Pendant la Seconde guerre mondiale Versigny joua un rôle important dans la Résistance du sud de l’Oise et du nord de la Seine-et-Marne. Le réseau Publican créé en avril 1943 par Marcel Fox, rattaché au réseau de renseignement anglais Buckmaster, fut animé à Versigny par Jacques de Kersaint, qui fut arrêté et déporté en novembre 1943. Le château, qui avait servi d’hôpital à l’armée française en 1940, puis logé le personnel d’un terrain d’aviation créé par les Allemands au « Grand Condé » au sud de Versigny, fut saccagé en représailles par les SS en 1944. À la Libération, le château fut occupé par les Américains, puis en 1945 par un régiment antillais de la première Armée française. Ces importants dommages de guerre avaient rendu le château inhabitable, et Jacques de Kersaint, de retour de déportation en mai 1945 dut loger sa famille à la ferme du Grand Hôtel. Il ne tarda pas toutefois à lancer de grands travaux de restauration d’un édifice classé monument historique depuis 1930. Cette tâche gigantesque a été poursuivie par ses fils et petit-fils et elle est toujours en cours pour une partie des intérieurs du château.

Le parc d’une superficie de 22 hectares garde une belle allure, bien qu’il ait perdu les broderies de ses jardins à la française dessinés par Le Nôtre. Il est devenu un beau parc boisé à l’anglaise, On y trouve des allées offrant de multiples et charmantes perspectives, des statues anciennes représentant l’Eau et les Saisons, une glacière, un moulin et sa cascade, deux étangs artificiels alimentés par la Nonette, dans lesquels se mire la grande façade blanche du château, qui semble curieusement coiffée de la haute flèche octogonale ajourée de l’église paroissiale Saint-Martin construite au XVI° siècle en vis à vis du château.

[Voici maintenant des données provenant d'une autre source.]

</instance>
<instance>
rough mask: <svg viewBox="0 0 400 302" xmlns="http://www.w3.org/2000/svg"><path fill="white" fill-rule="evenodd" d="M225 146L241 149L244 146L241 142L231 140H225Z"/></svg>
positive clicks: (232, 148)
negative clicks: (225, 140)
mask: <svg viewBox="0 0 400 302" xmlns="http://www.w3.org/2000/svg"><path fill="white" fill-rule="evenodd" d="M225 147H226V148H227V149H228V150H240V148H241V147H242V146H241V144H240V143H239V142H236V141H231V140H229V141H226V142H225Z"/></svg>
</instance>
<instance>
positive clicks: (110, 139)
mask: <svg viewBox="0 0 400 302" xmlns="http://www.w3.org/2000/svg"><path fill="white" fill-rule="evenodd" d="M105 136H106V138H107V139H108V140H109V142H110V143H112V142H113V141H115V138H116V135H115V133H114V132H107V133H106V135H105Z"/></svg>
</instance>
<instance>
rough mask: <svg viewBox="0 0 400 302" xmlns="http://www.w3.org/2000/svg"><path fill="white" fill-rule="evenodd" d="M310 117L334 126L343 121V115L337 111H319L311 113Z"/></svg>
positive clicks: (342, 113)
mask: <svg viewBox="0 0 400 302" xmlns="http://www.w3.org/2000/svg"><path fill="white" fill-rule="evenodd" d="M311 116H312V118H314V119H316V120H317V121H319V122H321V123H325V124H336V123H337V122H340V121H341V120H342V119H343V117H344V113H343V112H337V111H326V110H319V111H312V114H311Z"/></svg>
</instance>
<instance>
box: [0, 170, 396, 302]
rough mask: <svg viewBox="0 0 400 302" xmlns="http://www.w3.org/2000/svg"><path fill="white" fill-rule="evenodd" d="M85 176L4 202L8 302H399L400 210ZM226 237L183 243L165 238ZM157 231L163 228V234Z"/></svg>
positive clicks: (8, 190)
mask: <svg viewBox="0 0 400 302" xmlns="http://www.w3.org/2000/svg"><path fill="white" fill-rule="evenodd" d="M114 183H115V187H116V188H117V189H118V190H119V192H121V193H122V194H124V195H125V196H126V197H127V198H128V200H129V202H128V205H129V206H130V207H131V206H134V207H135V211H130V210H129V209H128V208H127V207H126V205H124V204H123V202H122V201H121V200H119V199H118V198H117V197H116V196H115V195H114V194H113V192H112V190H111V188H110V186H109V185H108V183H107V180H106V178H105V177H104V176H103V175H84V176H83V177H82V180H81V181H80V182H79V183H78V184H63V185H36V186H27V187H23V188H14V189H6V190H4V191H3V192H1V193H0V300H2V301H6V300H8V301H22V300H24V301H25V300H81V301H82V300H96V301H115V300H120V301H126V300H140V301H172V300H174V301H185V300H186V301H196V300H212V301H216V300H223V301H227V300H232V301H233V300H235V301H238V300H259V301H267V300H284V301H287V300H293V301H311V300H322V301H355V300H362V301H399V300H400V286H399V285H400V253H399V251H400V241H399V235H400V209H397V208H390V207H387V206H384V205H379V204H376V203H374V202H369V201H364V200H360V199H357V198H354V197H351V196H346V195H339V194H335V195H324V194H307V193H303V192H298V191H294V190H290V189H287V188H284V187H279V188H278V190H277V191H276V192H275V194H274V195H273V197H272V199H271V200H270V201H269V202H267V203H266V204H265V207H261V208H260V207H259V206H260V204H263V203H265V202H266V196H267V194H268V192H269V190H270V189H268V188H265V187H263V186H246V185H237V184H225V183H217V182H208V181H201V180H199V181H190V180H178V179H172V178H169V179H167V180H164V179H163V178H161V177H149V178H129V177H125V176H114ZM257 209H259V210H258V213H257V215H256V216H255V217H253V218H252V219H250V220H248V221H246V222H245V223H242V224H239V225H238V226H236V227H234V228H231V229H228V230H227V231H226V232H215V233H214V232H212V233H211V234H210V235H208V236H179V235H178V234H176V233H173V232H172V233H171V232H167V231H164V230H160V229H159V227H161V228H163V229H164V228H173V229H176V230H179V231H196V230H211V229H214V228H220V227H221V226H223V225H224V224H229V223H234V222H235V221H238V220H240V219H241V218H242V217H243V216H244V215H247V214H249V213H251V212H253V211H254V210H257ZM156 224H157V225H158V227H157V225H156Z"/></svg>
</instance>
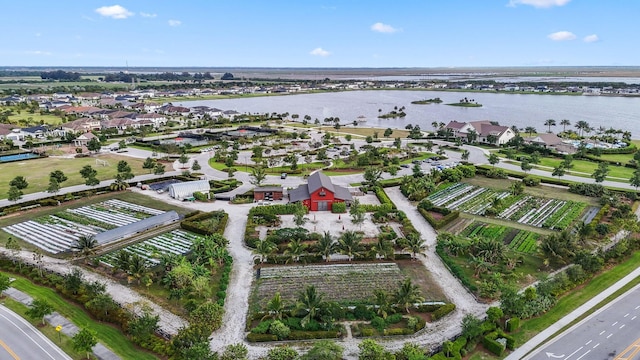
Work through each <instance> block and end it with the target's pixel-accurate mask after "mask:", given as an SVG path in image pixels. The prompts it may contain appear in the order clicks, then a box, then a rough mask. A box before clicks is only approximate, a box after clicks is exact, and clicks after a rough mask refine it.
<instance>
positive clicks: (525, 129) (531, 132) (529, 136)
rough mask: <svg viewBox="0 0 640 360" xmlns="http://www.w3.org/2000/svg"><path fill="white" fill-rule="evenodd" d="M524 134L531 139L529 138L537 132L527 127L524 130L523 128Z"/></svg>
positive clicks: (534, 130) (534, 128)
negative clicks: (525, 133) (526, 135)
mask: <svg viewBox="0 0 640 360" xmlns="http://www.w3.org/2000/svg"><path fill="white" fill-rule="evenodd" d="M524 132H526V133H527V134H529V137H531V136H533V133H534V132H538V131H537V130H536V128H534V127H533V126H527V127H526V128H524Z"/></svg>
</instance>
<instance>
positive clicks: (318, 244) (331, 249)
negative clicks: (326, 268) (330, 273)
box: [316, 231, 336, 262]
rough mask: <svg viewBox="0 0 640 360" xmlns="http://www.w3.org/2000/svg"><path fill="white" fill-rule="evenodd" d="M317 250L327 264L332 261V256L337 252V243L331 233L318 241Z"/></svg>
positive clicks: (329, 233)
mask: <svg viewBox="0 0 640 360" xmlns="http://www.w3.org/2000/svg"><path fill="white" fill-rule="evenodd" d="M316 248H317V250H318V252H319V253H320V254H322V256H323V257H324V260H325V261H326V262H329V261H331V254H333V253H335V252H336V243H335V241H333V237H332V236H331V233H330V232H328V231H325V232H324V235H323V236H322V237H321V238H320V240H318V243H317V244H316Z"/></svg>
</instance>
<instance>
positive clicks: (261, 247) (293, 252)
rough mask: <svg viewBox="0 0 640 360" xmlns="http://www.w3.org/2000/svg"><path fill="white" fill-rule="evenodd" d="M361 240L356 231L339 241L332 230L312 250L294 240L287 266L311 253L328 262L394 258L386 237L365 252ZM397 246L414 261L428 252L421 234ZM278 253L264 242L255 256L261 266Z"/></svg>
mask: <svg viewBox="0 0 640 360" xmlns="http://www.w3.org/2000/svg"><path fill="white" fill-rule="evenodd" d="M362 240H363V236H362V234H361V233H359V232H356V231H351V230H347V231H345V232H343V233H342V234H341V235H340V237H339V238H337V239H335V238H334V237H333V236H332V235H331V233H330V232H329V231H325V232H324V234H323V236H322V237H320V239H319V240H318V241H317V242H316V243H315V245H314V246H313V248H312V249H309V248H310V246H309V245H308V244H305V243H304V240H302V239H294V240H291V241H290V242H289V244H287V248H286V249H285V250H284V255H285V256H286V257H287V263H288V262H290V261H292V262H299V261H300V258H301V256H302V255H304V254H308V253H310V252H315V253H317V254H320V255H322V257H323V258H324V259H325V261H326V262H329V261H331V256H332V255H333V254H336V253H339V254H342V255H346V256H347V257H348V259H349V261H352V260H353V259H354V258H356V257H361V256H365V255H370V256H374V257H376V258H378V259H388V258H393V257H394V255H395V250H394V242H393V241H391V240H388V239H387V238H385V237H384V236H378V238H377V241H376V242H375V243H374V244H372V245H371V247H370V249H369V250H368V251H365V249H364V246H363V244H362ZM398 245H401V246H402V248H403V250H405V251H409V252H411V254H412V258H413V259H416V258H417V256H418V255H422V254H424V253H425V251H426V250H427V245H426V244H425V241H424V240H423V239H422V238H420V236H419V235H418V234H413V233H412V234H408V235H407V237H406V238H405V239H401V241H398ZM277 250H278V246H277V245H276V244H274V243H273V242H271V241H269V240H267V239H264V240H261V241H259V242H258V243H257V244H256V248H255V249H254V253H255V254H256V258H257V259H259V261H260V263H264V262H266V261H267V259H268V257H269V256H271V255H274V254H275V253H276V251H277ZM309 250H311V251H309Z"/></svg>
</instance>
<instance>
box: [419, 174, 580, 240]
mask: <svg viewBox="0 0 640 360" xmlns="http://www.w3.org/2000/svg"><path fill="white" fill-rule="evenodd" d="M427 199H428V200H429V201H431V202H432V203H433V204H434V205H436V206H442V207H446V208H447V209H450V210H459V211H462V212H466V213H469V214H473V215H483V214H484V212H485V210H487V209H488V208H490V207H493V208H495V209H496V211H497V213H498V214H497V216H496V217H498V218H501V219H506V220H510V221H515V222H518V223H521V224H525V225H531V226H535V227H542V228H547V229H565V228H567V227H568V226H570V225H571V224H572V223H573V222H574V221H575V220H576V219H578V218H579V217H580V216H581V215H582V213H583V212H584V210H585V208H586V206H587V205H586V204H584V203H581V202H575V201H566V200H559V199H546V198H540V197H535V196H531V195H524V194H521V195H511V194H510V193H508V192H506V191H495V190H491V189H489V188H485V187H480V186H475V185H470V184H466V183H457V184H453V185H451V186H449V187H447V188H444V189H442V190H440V191H437V192H435V193H433V194H431V195H429V196H428V197H427Z"/></svg>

Si le parc est accessible au public pendant les mois d’été, l’intérieur du château est occupé par des appartements privés ou en cours de restauration. M. de Kersaint nous a néanmoins permis de découvrir au rez-de-chaussée la salle des cartes, où se trouvent de très beaux plans terriers du domaine de diverses époques, témoignant des aménagements successifs du château et du parc.